Grab the binoculars, or if you live in a location free of urban glow, just use your eyes to enjoy a year-end surprise: Comet C/2014 Q2 – Comet Lovejoy or Comet Q2 for short.
Comet Lovejoy is making its first pass by the sun in 11,500 years, and because the planets have tweaked its orbit during its approach, it won't be back for another 8,000 years.
The comet, discovered Aug. 17, initially wasn't expected to become a naked-eye object. But it has brightened, highlighting comets' tendencies to turn brightness predictions on their heads. Often, it's been the "comet of the century" that has turned out to be a visual dud. Think Comet Kahoutek in 1973, for instance.
When it comes to predicting a comet's brightness, "there are no nice, clean set of rules you can apply," says Alan Delamere, who has designed instruments for robotic space missions, including the European Space Agency's Giotto mission, which made the first close-up observations of Comet Halley in March 1986, and has served on the science teams of several NASA missions, including the Mars Reconnaissance Orbiter.
This time around, skywatchers are getting an unexpected treat.
Comet Lovejoy was discovered by Terry Lovejoy, an amateur astronomer who lives outside of Brisbane, Australia, and has four other comet discoveries to his credit since 2007.
The comet currently appears as a fuzzy blob in the constellation Lepus, almost on a direct line below Orion's brightest star Rigel and nearly level with Sirius, the brightest star in the constellation Canis Major, Orion's hunting hound.

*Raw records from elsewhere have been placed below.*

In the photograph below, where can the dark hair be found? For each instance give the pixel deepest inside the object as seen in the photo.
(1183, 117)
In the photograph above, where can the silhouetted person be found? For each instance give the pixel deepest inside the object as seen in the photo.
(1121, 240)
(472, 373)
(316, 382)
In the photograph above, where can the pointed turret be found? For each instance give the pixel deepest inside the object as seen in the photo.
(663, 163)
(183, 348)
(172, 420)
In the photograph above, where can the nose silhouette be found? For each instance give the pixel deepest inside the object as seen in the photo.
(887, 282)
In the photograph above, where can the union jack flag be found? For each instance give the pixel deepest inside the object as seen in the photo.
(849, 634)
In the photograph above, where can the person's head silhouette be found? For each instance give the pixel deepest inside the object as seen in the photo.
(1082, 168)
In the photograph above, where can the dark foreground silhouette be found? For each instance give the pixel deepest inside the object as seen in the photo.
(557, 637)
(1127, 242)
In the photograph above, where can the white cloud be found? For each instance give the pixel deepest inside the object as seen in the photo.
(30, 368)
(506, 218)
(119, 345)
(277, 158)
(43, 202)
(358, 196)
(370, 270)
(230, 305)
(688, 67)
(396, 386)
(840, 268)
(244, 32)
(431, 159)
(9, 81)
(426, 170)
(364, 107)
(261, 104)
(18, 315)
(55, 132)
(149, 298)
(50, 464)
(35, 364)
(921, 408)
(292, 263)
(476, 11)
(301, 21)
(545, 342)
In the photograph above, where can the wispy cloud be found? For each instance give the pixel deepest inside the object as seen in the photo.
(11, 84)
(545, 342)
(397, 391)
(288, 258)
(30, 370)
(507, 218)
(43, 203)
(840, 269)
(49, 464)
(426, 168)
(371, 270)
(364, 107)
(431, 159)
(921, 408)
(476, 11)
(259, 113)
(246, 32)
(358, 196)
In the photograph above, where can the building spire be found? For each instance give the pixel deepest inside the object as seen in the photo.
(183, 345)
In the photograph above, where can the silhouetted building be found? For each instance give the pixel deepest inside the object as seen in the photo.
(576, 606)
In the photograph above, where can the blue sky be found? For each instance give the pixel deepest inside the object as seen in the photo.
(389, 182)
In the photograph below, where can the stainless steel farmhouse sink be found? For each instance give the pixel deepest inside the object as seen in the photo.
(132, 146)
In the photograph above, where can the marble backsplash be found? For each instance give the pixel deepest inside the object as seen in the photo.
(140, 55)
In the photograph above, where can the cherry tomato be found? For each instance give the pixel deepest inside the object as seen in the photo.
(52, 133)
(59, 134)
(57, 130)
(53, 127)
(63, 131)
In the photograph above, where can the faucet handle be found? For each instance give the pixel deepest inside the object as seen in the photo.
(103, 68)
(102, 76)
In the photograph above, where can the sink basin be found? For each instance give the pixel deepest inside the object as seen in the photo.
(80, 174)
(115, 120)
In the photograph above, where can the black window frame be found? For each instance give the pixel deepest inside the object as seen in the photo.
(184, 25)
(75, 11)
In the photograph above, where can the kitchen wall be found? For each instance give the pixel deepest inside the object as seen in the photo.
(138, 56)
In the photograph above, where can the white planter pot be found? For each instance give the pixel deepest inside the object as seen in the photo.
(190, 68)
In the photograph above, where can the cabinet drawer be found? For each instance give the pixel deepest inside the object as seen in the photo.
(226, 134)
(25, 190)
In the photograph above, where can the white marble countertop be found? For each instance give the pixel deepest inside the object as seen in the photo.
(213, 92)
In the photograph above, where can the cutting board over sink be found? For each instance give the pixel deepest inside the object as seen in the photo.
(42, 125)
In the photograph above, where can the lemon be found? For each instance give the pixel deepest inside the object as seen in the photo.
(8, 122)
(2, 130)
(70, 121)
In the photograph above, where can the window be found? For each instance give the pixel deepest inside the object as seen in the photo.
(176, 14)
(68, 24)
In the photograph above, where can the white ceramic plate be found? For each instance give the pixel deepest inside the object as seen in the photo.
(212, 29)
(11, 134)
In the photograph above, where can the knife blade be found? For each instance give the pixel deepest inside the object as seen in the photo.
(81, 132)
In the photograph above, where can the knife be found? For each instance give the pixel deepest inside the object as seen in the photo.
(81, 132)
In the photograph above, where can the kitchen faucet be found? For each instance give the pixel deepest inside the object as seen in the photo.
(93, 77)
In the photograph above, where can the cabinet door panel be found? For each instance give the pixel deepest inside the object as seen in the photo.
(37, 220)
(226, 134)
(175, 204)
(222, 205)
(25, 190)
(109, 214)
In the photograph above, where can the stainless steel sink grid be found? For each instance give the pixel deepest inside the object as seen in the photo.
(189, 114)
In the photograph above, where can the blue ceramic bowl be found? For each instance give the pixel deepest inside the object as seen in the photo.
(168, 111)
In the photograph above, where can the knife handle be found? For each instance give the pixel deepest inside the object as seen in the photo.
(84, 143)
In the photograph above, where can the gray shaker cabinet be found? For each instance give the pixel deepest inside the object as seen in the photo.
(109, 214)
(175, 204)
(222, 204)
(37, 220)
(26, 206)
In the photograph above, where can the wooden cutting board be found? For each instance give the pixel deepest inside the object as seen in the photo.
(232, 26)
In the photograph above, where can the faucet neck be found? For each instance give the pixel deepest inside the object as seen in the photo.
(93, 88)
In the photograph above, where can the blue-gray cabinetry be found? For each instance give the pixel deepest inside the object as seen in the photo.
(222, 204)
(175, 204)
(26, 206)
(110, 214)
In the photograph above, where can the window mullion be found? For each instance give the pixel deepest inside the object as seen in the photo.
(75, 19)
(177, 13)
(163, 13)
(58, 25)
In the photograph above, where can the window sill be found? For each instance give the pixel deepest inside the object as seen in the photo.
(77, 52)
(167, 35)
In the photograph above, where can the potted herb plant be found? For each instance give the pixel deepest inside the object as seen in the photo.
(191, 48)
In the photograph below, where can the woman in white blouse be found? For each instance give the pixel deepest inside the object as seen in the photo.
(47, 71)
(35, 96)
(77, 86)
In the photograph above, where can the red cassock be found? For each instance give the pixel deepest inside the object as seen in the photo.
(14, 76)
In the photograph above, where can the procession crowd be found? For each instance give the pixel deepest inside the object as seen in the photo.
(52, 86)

Weather, as well as a moon trending toward full through Jan. 4, may make the viewing a bit challenging. But conditions should get better. On Jan. 7, Comet Lovejoy makes its closest approach to Earth at some 44 million miles away, before making its closest approach to the sun on Jan. 30.
The comet also is rising higher in the northern sky. By Jan. 7, the comet will be appearing to the right of the bottom half of Orion's bow, just above the constellation Eridanus. With the comet's path taking it ever higher in the sky each night and the moon heading to its "new" phase, the comet should put on a good show in mid January, and remain a binocular object through at least through the end of the month, depending on your location and levels of urban glow.
Because of its long travel time through the solar system, Comet Lovejoy falls into the long-period category of comets. These comets come from an extended cloud of orbiting, oddly shaped relics composed of ice and dust from the dawn of the solar system. It's known as the Oort cloud. The cloud begins roughly 2,000 to 5,000 astronomical units from the sun, or 2,000 to 4,000 times the distance from Earth to the sun. By some estimates, the outer edge of the Oort cloud, with billions of comet-like objects, extends to 1.5 light-years from the sun – slightly less than halfway to the sun's nearest neighbor, Proxima Centauri.
Comets whose orbits bring them within the inner solar system naturally brighten as they warm and the ices they contain heat up and jump from ice to gas with no intermediate stage as a liquid. This process, known as sublimation, generates the gas that glows in the comet's halo, or coma, as well as the tails of dust and ionized gas that trail away from it.
But how bright that coma glows varies comet by comet, depending the amount of ices it contains, how warm it gets, the number of passes it has made into the inner solar system, and from a skywatcher's point of view, how close it comes to Earth, notes Carey Lisse, a senior research scientist at Johns Hopkins University's Applied Physics Laboratory in Laurel, Md.
Long-period comets, such as Comet Lovejoy, spend most of their time traveling through the farthest reaches of the sun's gravitational influence, where temperatures hover around -360 degrees Fahrenheit. If they never reach the inner solar system as they orbit, they don't thaw enough to release much gas. If they do, and ices are close enough to the surface, they can undergo an initial burst of brightening.
The first gases to appear come from a comet's reservoir of frozen carbon monoxide, then carbon dioxide, and finally water ice, Dr. Delamere adds.
Brightening can continue, fizzle, or fluctuate, depending on the structure of the core and how much ice gets exposed to the sun's warmth as the comet heads toward its closest approach.
Indeed, the structure of comets are of keen interest beyond trying to estimate changes to a comet's brightness. Scientists haven't yet figured out how they form, acknowledges Dr. Lisse.
Models of early solar-system formation can show how dust grains a millionth of a meter across grow to the size of BBs, he says. And they can reconstruct the pathway that leads from comet-sized objects perhaps a half a mile across to planets thousands of miles across.
But what happens in between remains a mystery, presumably locked up within comets themselves. Comets' structure and composition reflect the environment in which they formed, which would have varied somewhat from one region of the protoplanetary disk to another.
Little wonder then that comets are like cats, Lisse says. "They're very interesting, and they do what they want."